A peer-reviewed proposal in 2019 to draw down excess CO2 by planting a trillion trees sparked huge excitement in the media and among gas and oil companies that have made afforestation offsets a central pillar of their attempts to align with Paris treaty goals.
But the idea was sharply criticised by experts, who pointed out that it would require converting twice the area of India into mono-culture tree farms.
Also, planting trees to soak up CO2 is fine – until the forests burn down in climate-enhanced wildfires.
“They really have a problem in [the US state of] California,” Geden said. “The state deals with forest offsets and emissions trading, but their forests are burning down.”
Among all the carbon dioxide removal methods, DAC is among the least developed but the most talked about.
“It’s such a sexy technology,” said Peters. “Part of that is marketing – glossy brochures, a fancy technology, shiny silver. It captures the imagination.”
But DAC is a large-scale industrial process that requires huge amounts of energy to run. Existing technology is also a long way from making a dent in the problem.
For example, the amount of CO2 extracted in a year by the world’s largest DAC plant (4,000 tonnes) – opened last month in Iceland by Climeworks – is equivalent to three seconds’ worth of current global emissions (40 billion tonnes).

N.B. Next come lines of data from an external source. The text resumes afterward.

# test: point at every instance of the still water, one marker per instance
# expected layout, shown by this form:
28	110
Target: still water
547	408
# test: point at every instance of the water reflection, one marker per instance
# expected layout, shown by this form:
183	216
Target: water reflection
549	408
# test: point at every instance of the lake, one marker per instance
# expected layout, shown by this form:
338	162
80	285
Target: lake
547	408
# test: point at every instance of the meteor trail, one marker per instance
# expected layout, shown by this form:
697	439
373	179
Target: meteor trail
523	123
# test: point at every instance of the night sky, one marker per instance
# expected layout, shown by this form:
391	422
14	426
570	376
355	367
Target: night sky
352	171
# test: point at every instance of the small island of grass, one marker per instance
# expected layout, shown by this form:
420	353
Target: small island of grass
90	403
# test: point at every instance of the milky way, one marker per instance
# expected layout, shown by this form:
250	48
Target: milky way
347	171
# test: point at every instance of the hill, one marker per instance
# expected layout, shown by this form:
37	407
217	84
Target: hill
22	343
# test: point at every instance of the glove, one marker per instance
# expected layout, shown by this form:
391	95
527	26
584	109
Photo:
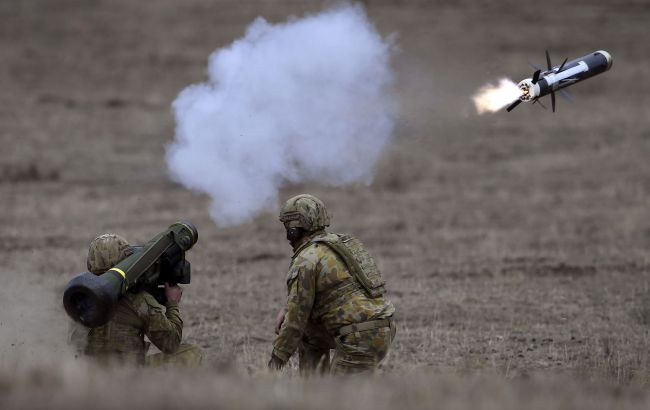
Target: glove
275	364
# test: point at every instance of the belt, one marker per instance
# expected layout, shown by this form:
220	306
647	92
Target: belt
360	327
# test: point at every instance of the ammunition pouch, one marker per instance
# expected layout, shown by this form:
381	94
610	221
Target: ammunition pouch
360	264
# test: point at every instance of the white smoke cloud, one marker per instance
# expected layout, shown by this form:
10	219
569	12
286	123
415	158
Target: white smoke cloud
305	100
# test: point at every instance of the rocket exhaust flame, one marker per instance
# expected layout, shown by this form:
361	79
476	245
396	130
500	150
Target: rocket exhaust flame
492	98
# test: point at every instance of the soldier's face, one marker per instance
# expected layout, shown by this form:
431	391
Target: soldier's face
294	235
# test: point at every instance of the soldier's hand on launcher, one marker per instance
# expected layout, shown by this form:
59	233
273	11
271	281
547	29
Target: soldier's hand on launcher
173	293
279	320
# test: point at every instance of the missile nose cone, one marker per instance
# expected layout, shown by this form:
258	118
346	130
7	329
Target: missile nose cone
607	56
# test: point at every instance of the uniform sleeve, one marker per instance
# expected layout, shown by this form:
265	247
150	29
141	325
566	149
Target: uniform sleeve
164	327
301	282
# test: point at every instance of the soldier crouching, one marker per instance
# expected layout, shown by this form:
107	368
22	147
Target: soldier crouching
137	314
335	298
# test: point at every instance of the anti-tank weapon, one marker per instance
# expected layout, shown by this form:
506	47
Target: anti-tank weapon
545	82
89	299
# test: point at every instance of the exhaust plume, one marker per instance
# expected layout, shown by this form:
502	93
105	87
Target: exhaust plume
492	98
307	100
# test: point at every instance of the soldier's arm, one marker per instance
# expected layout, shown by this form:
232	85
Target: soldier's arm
163	326
302	290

Earlier this year a team of researchers led by David Victor at the University of California San Diego’s Deep Decarbonisation Initiative wanted to see how much a “wartime-like crash deployment” of DAC could lower CO2 concentrations under different emissions scenarios.
Assuming investment of a trillion dollars a year starting now, DAC knocked off some two billion tonnes of CO2 annually from global emissions by 2050 in the models.

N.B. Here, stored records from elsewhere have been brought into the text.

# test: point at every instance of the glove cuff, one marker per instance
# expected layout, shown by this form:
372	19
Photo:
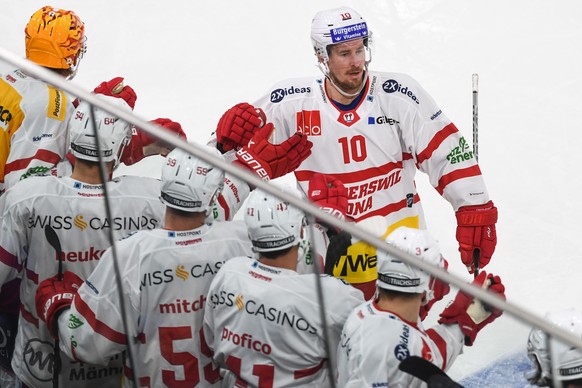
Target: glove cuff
477	215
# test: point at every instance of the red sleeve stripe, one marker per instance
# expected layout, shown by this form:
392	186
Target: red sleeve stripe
355	176
388	209
435	142
28	316
97	325
456	175
298	374
9	259
224	205
441	345
43	155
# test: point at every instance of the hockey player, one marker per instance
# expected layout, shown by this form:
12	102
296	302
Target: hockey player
165	277
381	333
73	208
35	115
547	353
262	318
373	130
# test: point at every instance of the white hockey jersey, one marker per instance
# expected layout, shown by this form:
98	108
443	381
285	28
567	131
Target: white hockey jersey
375	147
76	212
33	120
165	276
374	341
264	324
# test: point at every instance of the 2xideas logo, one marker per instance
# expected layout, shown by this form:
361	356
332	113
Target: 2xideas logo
278	95
393	86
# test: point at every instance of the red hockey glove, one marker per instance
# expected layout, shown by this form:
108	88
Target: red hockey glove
469	313
329	194
53	296
237	126
116	88
270	161
437	289
476	231
143	144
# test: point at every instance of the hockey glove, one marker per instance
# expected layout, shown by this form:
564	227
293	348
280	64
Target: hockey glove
469	313
237	126
476	232
270	161
53	296
437	289
116	88
329	194
143	144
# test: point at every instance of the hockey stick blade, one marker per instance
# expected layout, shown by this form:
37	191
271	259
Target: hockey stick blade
428	372
53	240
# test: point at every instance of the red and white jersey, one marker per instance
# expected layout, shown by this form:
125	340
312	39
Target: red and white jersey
376	146
165	276
374	341
264	324
76	212
33	126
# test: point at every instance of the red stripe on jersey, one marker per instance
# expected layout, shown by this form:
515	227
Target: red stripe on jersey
308	371
9	259
224	205
435	142
28	316
441	345
354	176
43	155
97	325
456	175
388	209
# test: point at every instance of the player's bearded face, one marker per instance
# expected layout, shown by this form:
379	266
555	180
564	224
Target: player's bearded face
346	64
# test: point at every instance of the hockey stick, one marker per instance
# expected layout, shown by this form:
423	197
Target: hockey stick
54	241
428	372
476	252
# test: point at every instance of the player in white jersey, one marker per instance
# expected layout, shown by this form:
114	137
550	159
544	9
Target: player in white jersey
381	333
373	130
165	278
262	319
73	209
547	353
34	115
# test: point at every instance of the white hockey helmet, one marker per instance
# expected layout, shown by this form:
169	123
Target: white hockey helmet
189	183
114	133
569	359
273	224
396	275
336	26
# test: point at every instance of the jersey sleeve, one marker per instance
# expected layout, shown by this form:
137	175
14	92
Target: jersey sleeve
41	141
441	151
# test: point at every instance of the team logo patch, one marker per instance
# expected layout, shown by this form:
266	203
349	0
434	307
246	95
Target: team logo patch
309	122
392	86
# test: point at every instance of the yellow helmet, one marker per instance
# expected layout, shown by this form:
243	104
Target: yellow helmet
55	38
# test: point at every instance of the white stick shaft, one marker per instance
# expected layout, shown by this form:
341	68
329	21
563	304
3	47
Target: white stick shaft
476	116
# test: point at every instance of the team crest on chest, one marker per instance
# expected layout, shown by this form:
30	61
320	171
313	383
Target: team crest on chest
348	118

But only when coupled with the most ambitious carbon-cutting scenario laid out by the IPCC was that enough to bring temperatures back down – after rising to 2C – to around 1.7C by 2100.
DAC has benefited from a wave of corporate backing.

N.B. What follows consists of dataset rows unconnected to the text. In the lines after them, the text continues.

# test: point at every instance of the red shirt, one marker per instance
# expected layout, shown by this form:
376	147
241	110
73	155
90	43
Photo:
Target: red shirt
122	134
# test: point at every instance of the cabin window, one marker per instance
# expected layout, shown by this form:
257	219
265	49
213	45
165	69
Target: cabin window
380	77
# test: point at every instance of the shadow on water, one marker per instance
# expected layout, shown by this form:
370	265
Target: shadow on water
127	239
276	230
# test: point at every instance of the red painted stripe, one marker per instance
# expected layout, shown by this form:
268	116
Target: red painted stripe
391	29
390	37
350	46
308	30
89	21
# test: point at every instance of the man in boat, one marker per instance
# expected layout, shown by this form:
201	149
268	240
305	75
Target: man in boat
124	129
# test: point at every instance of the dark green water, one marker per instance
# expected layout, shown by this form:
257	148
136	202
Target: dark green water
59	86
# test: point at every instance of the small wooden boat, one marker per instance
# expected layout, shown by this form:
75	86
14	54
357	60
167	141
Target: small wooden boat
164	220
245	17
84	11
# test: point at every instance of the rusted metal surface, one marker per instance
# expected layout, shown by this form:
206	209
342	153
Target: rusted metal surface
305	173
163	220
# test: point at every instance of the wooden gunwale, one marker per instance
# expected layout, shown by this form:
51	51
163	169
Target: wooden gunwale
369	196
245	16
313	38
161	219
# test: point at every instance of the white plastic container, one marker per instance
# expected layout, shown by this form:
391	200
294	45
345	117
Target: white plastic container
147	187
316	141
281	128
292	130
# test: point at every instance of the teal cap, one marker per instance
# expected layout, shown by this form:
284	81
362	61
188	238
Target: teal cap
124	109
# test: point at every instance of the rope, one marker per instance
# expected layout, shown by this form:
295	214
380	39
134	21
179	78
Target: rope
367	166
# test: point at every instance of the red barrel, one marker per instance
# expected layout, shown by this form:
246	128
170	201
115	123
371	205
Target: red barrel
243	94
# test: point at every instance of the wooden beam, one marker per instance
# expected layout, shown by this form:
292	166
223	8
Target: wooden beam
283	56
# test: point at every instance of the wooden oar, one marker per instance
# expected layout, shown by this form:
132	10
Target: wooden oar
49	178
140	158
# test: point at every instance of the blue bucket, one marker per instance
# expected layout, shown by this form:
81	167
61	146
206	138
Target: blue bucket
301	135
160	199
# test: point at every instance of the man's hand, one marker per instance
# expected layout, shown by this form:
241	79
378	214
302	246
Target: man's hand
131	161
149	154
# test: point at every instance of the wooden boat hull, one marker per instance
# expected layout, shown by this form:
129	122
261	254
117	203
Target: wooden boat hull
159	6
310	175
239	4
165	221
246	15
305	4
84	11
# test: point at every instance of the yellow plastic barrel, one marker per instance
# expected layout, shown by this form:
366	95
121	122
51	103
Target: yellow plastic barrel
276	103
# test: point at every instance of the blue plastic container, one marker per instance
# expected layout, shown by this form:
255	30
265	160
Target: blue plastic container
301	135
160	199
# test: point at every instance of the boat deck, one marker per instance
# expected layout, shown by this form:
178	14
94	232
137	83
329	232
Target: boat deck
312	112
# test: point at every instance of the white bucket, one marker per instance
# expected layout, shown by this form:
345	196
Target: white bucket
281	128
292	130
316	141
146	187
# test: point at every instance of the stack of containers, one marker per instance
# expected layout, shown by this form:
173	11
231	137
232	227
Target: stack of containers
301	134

In April, Tesla CEO Elon Musk launched the $100-million X-Prize for CO2 removal technology.
Last month, Breakthrough Energy founder Bill Gates unveiled a corporate partnership – American Airlines, ArcelorMittal, Bank of America, Microsoft, The BlackRock Foundation and General Motors – to turbocharge the development of DAC, sustainable aviation fuel and two other new energy technologies.
“A global carbon removal industry is coming,” Johanna Forster and Naomi Vaughan, both from the University of East Anglia, noted last week in a commentary.
The danger, said Peters, is that some companies may talk up future carbon dioxide removal rather than reducing emissions today.